| 2/15/2008 12:00:00 AM

Emigrantes del software

Aunque el talento nacional es su materia prima, muchas empresas colombianas deben sacar parte de su operación del país para ser realmente competitivas y crecer.

La prestación de servicios y su exportación es uno de los sectores de la economía que mayor crecimiento sostenible ha mostrado en todos los países del mundo; y la economía del conocimiento se basa en esta tendencia.

El movimiento transfronterizo de conocimiento, enmarcado en la exportación de servicios, se caracteriza por el envío de un producto intangible y el requerimiento de capital humano altamente especializado como parte del 'paquete'. El caso más significativo lo encontramos en los exportadores de software.

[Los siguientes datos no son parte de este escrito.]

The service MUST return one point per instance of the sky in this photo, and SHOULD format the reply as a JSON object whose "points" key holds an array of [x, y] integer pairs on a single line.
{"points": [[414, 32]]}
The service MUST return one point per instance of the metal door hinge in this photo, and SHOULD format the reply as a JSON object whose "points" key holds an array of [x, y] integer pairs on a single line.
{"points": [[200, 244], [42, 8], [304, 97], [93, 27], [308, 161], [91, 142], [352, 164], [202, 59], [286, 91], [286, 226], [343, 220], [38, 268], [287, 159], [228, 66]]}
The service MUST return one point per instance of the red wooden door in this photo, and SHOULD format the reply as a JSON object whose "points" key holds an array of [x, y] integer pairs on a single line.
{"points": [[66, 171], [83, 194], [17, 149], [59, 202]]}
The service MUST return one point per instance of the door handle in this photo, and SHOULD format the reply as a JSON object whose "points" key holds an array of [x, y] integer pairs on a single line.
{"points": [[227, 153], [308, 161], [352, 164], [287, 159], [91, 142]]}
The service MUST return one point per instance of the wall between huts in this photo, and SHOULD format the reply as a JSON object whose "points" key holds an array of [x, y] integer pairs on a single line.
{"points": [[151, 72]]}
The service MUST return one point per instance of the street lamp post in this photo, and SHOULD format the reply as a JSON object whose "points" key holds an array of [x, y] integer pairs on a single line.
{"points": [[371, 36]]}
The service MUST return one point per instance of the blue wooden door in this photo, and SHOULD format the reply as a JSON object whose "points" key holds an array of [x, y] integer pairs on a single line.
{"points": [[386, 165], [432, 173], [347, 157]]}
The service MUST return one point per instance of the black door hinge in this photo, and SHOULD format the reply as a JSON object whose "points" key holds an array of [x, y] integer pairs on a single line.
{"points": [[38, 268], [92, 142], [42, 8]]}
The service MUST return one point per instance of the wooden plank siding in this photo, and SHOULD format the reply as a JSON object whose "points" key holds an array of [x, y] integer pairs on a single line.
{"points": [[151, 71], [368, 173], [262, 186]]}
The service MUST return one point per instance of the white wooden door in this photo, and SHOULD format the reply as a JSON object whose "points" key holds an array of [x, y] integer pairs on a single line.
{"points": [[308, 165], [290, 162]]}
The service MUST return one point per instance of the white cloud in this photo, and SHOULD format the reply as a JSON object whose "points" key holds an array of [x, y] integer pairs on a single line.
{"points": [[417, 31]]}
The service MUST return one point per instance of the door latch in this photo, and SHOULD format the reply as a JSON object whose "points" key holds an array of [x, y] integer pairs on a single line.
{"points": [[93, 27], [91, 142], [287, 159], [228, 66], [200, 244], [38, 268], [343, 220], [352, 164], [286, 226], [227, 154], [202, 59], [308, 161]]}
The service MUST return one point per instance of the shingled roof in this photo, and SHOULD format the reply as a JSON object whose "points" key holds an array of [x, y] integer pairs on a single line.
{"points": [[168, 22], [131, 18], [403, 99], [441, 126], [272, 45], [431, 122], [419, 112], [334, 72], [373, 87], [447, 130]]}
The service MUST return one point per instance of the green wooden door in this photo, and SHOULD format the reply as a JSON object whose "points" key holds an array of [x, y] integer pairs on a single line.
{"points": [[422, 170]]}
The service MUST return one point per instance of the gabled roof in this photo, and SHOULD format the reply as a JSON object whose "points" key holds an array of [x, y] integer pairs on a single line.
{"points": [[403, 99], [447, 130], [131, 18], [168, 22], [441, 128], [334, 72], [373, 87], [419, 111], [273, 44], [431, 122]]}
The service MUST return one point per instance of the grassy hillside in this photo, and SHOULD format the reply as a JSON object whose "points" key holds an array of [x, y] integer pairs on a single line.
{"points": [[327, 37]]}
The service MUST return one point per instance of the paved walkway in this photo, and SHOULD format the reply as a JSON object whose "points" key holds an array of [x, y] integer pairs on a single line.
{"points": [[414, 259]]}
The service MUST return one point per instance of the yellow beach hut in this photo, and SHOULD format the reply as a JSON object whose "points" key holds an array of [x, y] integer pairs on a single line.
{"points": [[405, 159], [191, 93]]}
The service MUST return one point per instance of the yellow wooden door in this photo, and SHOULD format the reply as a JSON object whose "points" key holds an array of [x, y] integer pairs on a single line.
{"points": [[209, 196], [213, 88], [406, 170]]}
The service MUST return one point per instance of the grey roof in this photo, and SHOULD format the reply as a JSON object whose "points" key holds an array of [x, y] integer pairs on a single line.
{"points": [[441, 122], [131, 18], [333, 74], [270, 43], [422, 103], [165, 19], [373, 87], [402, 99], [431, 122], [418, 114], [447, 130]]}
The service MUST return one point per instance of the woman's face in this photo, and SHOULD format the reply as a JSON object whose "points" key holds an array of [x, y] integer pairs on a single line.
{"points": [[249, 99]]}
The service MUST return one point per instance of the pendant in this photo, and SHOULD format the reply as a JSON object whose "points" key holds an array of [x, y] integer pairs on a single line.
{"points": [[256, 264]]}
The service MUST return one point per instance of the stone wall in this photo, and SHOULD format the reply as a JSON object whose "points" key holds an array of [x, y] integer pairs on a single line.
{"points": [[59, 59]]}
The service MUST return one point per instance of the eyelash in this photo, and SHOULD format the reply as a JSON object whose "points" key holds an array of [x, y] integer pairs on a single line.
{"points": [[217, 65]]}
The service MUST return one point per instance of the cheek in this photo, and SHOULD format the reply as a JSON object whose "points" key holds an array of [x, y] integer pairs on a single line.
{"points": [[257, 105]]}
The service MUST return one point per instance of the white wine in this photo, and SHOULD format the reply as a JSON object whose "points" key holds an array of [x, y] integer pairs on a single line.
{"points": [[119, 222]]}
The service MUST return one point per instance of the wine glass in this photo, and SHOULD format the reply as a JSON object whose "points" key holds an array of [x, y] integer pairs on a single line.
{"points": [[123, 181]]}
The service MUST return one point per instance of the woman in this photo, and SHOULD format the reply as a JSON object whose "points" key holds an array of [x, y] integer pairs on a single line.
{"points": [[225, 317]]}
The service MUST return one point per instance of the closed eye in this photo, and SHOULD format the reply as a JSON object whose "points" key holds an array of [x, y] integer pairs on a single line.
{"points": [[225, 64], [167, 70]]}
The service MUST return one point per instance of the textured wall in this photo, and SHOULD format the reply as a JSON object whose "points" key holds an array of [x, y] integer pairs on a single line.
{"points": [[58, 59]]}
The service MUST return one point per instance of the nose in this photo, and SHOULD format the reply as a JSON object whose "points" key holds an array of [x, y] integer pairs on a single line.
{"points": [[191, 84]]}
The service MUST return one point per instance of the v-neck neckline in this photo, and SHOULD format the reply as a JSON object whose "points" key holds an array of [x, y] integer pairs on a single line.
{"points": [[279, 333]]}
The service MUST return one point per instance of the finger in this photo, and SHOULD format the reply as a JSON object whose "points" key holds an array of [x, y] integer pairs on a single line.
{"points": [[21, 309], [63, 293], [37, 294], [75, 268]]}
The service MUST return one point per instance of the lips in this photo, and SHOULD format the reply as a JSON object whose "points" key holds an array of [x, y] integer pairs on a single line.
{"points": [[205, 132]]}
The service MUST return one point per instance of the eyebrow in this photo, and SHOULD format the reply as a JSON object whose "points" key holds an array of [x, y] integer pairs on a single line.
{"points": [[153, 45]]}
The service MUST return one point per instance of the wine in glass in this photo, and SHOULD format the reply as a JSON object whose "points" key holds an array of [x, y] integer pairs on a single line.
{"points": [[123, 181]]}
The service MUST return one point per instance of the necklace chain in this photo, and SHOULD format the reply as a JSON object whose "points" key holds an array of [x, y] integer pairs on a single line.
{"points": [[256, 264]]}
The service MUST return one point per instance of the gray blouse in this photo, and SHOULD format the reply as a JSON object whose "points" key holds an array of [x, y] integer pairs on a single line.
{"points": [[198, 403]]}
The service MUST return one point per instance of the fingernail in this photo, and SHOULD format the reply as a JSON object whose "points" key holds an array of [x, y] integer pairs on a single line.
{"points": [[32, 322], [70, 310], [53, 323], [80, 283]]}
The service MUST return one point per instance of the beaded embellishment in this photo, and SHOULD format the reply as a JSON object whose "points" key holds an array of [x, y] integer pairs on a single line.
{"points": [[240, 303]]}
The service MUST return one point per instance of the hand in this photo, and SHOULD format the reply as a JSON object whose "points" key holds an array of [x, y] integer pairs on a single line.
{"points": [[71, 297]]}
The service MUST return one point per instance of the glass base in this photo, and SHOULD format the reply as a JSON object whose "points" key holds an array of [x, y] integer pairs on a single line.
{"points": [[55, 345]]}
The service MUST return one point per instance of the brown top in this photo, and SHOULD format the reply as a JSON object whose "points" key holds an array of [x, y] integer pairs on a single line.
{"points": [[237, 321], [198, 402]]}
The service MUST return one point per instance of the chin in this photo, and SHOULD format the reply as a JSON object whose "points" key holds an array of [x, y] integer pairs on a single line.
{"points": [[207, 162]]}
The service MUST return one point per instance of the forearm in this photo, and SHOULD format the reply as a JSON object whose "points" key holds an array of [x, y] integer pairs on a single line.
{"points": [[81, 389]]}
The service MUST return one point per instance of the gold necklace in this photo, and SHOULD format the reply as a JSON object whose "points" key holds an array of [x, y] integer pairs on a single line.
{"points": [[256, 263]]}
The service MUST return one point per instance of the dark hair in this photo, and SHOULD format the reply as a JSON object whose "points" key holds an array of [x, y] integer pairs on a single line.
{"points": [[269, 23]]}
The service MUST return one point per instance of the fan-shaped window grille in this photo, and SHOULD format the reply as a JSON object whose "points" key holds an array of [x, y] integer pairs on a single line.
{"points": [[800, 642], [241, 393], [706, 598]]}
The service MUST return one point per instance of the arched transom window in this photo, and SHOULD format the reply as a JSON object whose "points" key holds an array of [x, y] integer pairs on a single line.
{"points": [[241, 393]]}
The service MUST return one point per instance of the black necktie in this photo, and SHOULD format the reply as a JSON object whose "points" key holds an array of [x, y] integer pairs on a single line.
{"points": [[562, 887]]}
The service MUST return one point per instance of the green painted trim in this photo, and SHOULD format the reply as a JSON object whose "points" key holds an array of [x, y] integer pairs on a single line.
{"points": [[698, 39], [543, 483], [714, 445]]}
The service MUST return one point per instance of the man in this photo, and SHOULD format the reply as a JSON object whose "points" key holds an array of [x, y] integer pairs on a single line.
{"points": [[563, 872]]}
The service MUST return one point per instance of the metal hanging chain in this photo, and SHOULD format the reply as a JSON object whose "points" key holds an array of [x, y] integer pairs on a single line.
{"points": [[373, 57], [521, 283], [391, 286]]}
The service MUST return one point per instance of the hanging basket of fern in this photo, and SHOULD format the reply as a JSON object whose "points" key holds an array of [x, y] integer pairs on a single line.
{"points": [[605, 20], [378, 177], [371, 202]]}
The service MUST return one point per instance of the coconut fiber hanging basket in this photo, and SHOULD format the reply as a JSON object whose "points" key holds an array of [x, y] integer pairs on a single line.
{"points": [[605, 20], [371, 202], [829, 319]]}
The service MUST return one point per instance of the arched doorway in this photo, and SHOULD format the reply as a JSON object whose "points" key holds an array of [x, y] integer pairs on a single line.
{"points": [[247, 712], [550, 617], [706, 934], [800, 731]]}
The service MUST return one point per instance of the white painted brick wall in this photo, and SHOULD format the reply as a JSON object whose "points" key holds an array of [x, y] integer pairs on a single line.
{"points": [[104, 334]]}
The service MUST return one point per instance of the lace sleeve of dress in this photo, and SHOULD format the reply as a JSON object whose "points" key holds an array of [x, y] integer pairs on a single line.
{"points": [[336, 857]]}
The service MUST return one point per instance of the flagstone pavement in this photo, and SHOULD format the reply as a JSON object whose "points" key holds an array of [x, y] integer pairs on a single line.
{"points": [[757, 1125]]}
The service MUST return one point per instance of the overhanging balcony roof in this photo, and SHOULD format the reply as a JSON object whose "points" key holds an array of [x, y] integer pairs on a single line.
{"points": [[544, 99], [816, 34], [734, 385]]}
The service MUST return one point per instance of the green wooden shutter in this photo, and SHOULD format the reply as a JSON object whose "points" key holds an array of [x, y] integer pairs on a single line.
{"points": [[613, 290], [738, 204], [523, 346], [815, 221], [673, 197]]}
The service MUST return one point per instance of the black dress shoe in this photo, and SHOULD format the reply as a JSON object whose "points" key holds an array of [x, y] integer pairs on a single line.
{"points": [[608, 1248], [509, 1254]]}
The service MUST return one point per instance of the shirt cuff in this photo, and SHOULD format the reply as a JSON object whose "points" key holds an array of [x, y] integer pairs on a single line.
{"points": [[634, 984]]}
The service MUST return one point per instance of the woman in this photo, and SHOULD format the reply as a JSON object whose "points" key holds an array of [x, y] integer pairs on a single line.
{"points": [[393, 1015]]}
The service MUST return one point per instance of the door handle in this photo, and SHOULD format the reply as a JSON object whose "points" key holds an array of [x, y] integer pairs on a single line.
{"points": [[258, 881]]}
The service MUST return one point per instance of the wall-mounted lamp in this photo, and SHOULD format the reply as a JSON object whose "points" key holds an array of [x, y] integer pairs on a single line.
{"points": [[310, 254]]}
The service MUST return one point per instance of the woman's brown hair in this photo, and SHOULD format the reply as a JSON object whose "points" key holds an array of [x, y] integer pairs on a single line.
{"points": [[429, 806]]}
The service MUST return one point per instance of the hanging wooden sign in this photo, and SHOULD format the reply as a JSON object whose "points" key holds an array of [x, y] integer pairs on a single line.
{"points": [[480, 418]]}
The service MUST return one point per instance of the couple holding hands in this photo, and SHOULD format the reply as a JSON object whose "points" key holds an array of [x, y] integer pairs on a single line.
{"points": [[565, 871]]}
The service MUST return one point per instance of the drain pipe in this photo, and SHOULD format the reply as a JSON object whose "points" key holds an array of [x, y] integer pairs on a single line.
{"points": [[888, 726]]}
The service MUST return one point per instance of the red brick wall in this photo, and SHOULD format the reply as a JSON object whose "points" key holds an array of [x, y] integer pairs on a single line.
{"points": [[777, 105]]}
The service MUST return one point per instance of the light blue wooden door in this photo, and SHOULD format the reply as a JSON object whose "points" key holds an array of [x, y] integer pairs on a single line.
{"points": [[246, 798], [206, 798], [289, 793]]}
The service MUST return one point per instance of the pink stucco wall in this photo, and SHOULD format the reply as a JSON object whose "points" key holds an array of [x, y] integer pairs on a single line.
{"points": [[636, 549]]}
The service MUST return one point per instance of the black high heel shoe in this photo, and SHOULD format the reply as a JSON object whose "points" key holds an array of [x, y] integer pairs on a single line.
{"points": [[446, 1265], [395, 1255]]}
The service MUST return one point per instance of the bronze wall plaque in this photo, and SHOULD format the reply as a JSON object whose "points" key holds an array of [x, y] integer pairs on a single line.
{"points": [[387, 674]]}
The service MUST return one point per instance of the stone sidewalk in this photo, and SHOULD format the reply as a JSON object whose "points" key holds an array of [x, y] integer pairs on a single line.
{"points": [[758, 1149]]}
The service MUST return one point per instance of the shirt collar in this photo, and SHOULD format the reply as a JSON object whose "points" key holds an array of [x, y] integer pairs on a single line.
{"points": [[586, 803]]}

Sin embargo, en Colombia las bondades de este formato comercial se ven limitadas y han hecho que para muchas empresas sea difícil exportar, para otras no deseable, y para las que se han atrevido a hacerlo signifique aumentar sus costos y dilatar los beneficios de su esfuerzo, por la barreras que encuentran en su tierra para su iniciativa. Las más grandes exportadoras optan por hacer playa fuera del país para no fenecer en su sueño y aunque su orgullo de ser colombianas sea evidente, sus facturas tienen muchas veces otro pasaporte.

Si revisamos las cifras de exportación de software colombiano, nos encontraremos conque hace cinco años exportábamos casi seis veces más que hoy: alrededor de US$25 millones de ventas en 2003 mientras que, según Fedesoft, los números reflejarían lánguidos US$4 millones el año pasado. Pero que no cunda el pánico, no es que en el país se estén acabando las empresas desarrolladoras, o que nadie nos compre. No. La explicación es tan sencilla como compleja, igual que lo es el problema que enfrenta el sector de software en el país, y su solución.

Todo arranca, según exportadores, Fedesoft y Pymes con ganas de exportar, en que a estas alturas del siglo XXI todavía en el país no tenemos una definición clara de lo que es software: bien o servicio, esa es la cuestión.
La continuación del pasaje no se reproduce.